“This is so beautiful it almost makes me cry.” These words escaped my lips as Tara and I crested one canyon wall and perched on the brim looking to yet another vast horizon of red rock, of green wash, of bluest sky. I needed time to simply stop and absorb the wonder of it all — to feel it on a deep level rather than see only with my eyes.
In the Needles district on a cumulus-clouded day, the dancing light illuminates one pinnacle while shadowing the next; I could sit watchfully in one spot for an entire morning and not grow bored. It is one of my favorite places to explore in all of North America. Peekaboo Springs is clearly one of those hikes that can move me to tears.
Almost as an afterthought at the trailhead I had grabbed my binoculars, and was now scanning the canyon below for evidence of ancestral Puebloan culture. We had already found at least five granaries when something on a far wall came into focus. Wordlessly I handed the glasses to Tara, and her incredulous subdued “Oh, wow” matched my impression.

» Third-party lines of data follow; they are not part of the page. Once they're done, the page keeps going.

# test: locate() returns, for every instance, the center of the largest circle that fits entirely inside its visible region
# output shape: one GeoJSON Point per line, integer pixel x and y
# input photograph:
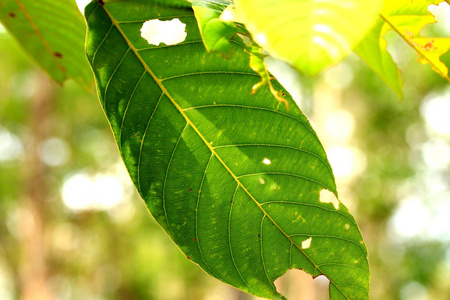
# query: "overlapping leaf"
{"type": "Point", "coordinates": [406, 18]}
{"type": "Point", "coordinates": [53, 33]}
{"type": "Point", "coordinates": [235, 179]}
{"type": "Point", "coordinates": [309, 34]}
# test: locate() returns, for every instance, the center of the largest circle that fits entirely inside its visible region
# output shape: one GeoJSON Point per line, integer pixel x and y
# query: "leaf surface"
{"type": "Point", "coordinates": [53, 33]}
{"type": "Point", "coordinates": [235, 179]}
{"type": "Point", "coordinates": [406, 18]}
{"type": "Point", "coordinates": [309, 34]}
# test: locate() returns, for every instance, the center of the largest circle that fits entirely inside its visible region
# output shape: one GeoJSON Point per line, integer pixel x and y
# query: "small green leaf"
{"type": "Point", "coordinates": [216, 33]}
{"type": "Point", "coordinates": [236, 180]}
{"type": "Point", "coordinates": [53, 33]}
{"type": "Point", "coordinates": [309, 34]}
{"type": "Point", "coordinates": [373, 51]}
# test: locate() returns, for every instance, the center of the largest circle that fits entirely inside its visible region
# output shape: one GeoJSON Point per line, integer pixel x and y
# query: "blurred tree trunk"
{"type": "Point", "coordinates": [33, 270]}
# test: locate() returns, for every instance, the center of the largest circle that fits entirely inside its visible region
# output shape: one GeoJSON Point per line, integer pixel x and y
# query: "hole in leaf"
{"type": "Point", "coordinates": [267, 161]}
{"type": "Point", "coordinates": [168, 32]}
{"type": "Point", "coordinates": [297, 284]}
{"type": "Point", "coordinates": [306, 243]}
{"type": "Point", "coordinates": [328, 197]}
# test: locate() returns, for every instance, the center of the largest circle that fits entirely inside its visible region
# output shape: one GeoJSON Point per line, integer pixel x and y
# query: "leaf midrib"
{"type": "Point", "coordinates": [188, 120]}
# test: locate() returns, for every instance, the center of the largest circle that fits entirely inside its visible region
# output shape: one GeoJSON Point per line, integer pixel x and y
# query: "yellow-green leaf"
{"type": "Point", "coordinates": [407, 18]}
{"type": "Point", "coordinates": [310, 34]}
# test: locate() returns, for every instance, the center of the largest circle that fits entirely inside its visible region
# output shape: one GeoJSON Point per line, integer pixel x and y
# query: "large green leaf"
{"type": "Point", "coordinates": [309, 34]}
{"type": "Point", "coordinates": [53, 33]}
{"type": "Point", "coordinates": [235, 179]}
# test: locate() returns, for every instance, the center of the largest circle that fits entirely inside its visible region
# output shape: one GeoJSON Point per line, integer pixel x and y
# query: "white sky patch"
{"type": "Point", "coordinates": [54, 152]}
{"type": "Point", "coordinates": [168, 32]}
{"type": "Point", "coordinates": [306, 243]}
{"type": "Point", "coordinates": [227, 15]}
{"type": "Point", "coordinates": [328, 197]}
{"type": "Point", "coordinates": [411, 218]}
{"type": "Point", "coordinates": [82, 4]}
{"type": "Point", "coordinates": [340, 125]}
{"type": "Point", "coordinates": [82, 192]}
{"type": "Point", "coordinates": [261, 39]}
{"type": "Point", "coordinates": [442, 14]}
{"type": "Point", "coordinates": [322, 28]}
{"type": "Point", "coordinates": [346, 162]}
{"type": "Point", "coordinates": [435, 111]}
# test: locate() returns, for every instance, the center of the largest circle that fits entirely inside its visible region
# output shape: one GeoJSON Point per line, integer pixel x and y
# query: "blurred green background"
{"type": "Point", "coordinates": [73, 227]}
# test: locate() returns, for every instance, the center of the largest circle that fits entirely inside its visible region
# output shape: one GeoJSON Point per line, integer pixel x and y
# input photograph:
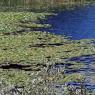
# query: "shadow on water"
{"type": "Point", "coordinates": [77, 23]}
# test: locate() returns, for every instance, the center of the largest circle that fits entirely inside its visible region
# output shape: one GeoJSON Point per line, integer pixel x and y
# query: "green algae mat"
{"type": "Point", "coordinates": [27, 56]}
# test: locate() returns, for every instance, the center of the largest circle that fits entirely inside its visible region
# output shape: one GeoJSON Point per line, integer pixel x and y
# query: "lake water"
{"type": "Point", "coordinates": [78, 23]}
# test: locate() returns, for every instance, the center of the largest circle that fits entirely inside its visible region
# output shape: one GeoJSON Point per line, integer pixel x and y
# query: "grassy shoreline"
{"type": "Point", "coordinates": [25, 57]}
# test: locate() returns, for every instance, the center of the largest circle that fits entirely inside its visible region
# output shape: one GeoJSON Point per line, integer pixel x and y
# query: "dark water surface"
{"type": "Point", "coordinates": [78, 23]}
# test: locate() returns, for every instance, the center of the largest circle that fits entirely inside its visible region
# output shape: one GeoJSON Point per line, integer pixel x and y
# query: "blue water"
{"type": "Point", "coordinates": [78, 23]}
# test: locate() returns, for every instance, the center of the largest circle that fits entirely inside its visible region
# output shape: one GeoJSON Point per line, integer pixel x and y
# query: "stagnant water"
{"type": "Point", "coordinates": [78, 24]}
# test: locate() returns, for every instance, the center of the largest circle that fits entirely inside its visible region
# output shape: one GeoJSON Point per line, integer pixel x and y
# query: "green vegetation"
{"type": "Point", "coordinates": [21, 46]}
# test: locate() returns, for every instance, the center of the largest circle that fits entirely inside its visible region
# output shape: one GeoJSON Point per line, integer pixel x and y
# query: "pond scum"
{"type": "Point", "coordinates": [29, 58]}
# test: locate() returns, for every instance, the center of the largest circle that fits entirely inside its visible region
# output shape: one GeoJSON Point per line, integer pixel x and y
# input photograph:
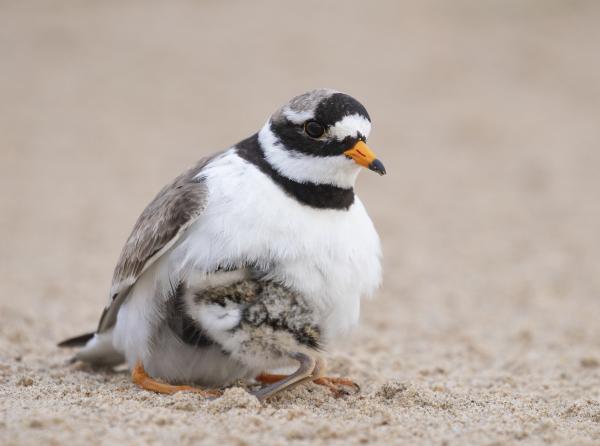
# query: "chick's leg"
{"type": "Point", "coordinates": [304, 373]}
{"type": "Point", "coordinates": [337, 386]}
{"type": "Point", "coordinates": [141, 378]}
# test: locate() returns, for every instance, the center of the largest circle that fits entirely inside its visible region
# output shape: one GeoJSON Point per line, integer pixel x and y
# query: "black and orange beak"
{"type": "Point", "coordinates": [362, 155]}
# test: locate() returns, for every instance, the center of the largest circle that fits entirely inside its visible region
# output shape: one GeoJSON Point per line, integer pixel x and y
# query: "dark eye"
{"type": "Point", "coordinates": [314, 129]}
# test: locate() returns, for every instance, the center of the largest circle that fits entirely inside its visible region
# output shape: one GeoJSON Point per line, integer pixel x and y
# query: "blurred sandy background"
{"type": "Point", "coordinates": [486, 114]}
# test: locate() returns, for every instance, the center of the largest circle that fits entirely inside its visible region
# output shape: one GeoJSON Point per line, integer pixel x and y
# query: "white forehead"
{"type": "Point", "coordinates": [351, 125]}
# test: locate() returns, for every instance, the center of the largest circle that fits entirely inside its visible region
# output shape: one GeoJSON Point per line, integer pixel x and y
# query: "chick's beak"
{"type": "Point", "coordinates": [362, 155]}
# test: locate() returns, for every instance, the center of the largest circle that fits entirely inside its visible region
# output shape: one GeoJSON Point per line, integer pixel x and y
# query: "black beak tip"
{"type": "Point", "coordinates": [377, 166]}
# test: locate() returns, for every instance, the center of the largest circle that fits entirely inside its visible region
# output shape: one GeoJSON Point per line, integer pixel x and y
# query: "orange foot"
{"type": "Point", "coordinates": [337, 386]}
{"type": "Point", "coordinates": [141, 378]}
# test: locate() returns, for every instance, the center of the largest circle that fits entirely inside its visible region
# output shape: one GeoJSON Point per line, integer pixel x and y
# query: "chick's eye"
{"type": "Point", "coordinates": [314, 129]}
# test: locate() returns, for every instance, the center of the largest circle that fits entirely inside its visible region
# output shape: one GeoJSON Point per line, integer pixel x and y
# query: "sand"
{"type": "Point", "coordinates": [486, 330]}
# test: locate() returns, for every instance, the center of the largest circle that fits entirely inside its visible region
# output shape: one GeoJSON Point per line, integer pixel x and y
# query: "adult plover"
{"type": "Point", "coordinates": [252, 260]}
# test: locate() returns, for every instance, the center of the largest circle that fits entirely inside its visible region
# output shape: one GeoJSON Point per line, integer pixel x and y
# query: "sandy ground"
{"type": "Point", "coordinates": [486, 330]}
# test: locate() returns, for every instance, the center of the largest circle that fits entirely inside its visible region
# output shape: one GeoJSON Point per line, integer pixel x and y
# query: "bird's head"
{"type": "Point", "coordinates": [320, 137]}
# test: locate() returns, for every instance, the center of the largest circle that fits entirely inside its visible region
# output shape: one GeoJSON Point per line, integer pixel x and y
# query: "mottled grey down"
{"type": "Point", "coordinates": [159, 226]}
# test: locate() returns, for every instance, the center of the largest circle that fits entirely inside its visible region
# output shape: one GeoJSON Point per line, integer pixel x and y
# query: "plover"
{"type": "Point", "coordinates": [254, 259]}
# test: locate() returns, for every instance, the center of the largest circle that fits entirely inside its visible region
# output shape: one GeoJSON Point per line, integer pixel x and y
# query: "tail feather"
{"type": "Point", "coordinates": [77, 341]}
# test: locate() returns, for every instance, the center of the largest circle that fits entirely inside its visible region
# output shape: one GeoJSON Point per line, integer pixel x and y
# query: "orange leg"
{"type": "Point", "coordinates": [337, 386]}
{"type": "Point", "coordinates": [141, 378]}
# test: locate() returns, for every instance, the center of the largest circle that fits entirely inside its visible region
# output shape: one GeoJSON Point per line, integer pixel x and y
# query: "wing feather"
{"type": "Point", "coordinates": [159, 226]}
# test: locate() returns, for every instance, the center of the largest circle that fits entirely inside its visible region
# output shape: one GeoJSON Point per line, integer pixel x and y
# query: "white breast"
{"type": "Point", "coordinates": [330, 256]}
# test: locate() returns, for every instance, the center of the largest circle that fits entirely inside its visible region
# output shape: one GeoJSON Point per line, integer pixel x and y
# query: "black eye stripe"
{"type": "Point", "coordinates": [314, 129]}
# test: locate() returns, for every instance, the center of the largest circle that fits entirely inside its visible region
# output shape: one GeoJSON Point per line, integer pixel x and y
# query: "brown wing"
{"type": "Point", "coordinates": [171, 212]}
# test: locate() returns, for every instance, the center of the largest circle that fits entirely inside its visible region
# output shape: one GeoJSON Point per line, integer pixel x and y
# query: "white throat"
{"type": "Point", "coordinates": [335, 170]}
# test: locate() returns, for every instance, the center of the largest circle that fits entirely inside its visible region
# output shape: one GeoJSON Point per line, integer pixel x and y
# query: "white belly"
{"type": "Point", "coordinates": [330, 256]}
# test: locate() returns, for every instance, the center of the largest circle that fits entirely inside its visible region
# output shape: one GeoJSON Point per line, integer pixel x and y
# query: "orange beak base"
{"type": "Point", "coordinates": [363, 156]}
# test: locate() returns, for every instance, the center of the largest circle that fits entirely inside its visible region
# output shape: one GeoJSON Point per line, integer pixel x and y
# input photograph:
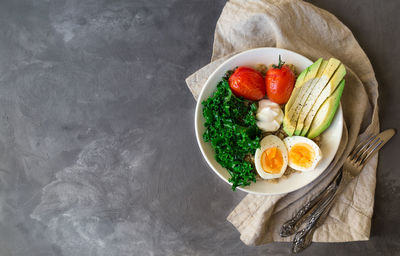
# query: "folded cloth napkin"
{"type": "Point", "coordinates": [301, 27]}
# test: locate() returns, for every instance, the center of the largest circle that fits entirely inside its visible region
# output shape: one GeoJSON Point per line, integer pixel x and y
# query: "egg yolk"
{"type": "Point", "coordinates": [302, 154]}
{"type": "Point", "coordinates": [272, 160]}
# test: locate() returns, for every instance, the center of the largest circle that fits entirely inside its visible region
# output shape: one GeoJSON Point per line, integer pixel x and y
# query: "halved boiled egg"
{"type": "Point", "coordinates": [303, 153]}
{"type": "Point", "coordinates": [271, 158]}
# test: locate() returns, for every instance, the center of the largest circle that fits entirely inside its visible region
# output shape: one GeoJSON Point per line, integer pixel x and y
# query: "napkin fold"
{"type": "Point", "coordinates": [301, 27]}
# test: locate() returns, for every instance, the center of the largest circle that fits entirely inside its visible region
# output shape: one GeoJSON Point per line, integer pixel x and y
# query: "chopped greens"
{"type": "Point", "coordinates": [231, 128]}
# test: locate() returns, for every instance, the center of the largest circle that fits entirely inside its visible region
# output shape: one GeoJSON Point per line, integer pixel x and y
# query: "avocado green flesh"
{"type": "Point", "coordinates": [314, 92]}
{"type": "Point", "coordinates": [326, 112]}
{"type": "Point", "coordinates": [293, 106]}
{"type": "Point", "coordinates": [317, 103]}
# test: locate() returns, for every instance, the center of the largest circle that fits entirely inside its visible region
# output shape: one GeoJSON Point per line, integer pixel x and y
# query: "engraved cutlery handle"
{"type": "Point", "coordinates": [292, 225]}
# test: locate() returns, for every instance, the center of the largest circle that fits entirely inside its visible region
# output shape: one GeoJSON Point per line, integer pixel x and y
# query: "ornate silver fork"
{"type": "Point", "coordinates": [315, 212]}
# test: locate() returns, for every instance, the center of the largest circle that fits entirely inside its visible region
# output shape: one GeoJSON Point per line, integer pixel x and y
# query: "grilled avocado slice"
{"type": "Point", "coordinates": [326, 112]}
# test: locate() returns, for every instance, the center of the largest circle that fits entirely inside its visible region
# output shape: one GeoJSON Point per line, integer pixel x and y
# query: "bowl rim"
{"type": "Point", "coordinates": [339, 111]}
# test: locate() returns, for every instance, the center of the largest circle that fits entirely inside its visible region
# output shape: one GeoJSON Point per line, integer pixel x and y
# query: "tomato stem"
{"type": "Point", "coordinates": [280, 63]}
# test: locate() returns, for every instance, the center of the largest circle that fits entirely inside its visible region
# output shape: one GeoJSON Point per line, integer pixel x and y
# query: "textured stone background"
{"type": "Point", "coordinates": [97, 148]}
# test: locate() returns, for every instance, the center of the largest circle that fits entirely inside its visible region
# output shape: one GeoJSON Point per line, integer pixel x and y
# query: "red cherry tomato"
{"type": "Point", "coordinates": [279, 82]}
{"type": "Point", "coordinates": [247, 83]}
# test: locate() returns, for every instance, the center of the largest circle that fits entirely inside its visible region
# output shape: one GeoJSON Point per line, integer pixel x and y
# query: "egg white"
{"type": "Point", "coordinates": [291, 141]}
{"type": "Point", "coordinates": [269, 142]}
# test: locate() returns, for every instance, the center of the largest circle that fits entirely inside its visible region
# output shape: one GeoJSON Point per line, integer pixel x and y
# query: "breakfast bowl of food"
{"type": "Point", "coordinates": [269, 120]}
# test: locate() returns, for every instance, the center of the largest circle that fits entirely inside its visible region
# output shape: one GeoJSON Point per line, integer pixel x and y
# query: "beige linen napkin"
{"type": "Point", "coordinates": [312, 32]}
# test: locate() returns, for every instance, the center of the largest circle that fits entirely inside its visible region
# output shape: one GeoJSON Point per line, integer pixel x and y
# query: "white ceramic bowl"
{"type": "Point", "coordinates": [330, 138]}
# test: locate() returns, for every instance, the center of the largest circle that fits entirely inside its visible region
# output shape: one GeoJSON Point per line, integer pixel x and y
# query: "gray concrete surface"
{"type": "Point", "coordinates": [97, 148]}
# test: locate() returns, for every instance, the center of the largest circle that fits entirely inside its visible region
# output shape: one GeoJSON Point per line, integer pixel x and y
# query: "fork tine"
{"type": "Point", "coordinates": [371, 147]}
{"type": "Point", "coordinates": [361, 146]}
{"type": "Point", "coordinates": [371, 153]}
{"type": "Point", "coordinates": [366, 150]}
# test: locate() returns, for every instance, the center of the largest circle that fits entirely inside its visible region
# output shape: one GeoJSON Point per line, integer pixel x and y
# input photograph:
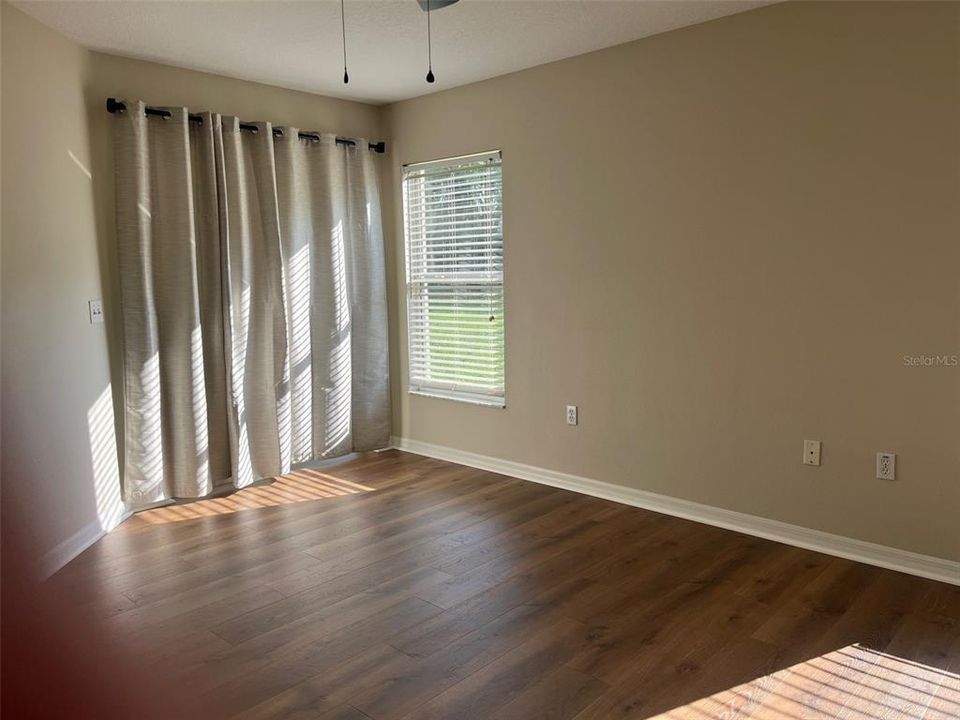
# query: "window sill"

A round white shield with a flared cross-shaped center, unlike anything either of us have ever seen, stood alone on a sandstone wall. Farther along was a plumb-bob shape and concentric circles out of the same brilliant white paint that looked anything but a thousand years old. We instantly knew we had to make a return trip equipped with good maps and a way to get down there to investigate and photograph this rock art. Here’s the happiest part: there weren’t any trails or even footprints passing by them.
And when the day comes that we get back there to personally explore, our feet also will leave no trace.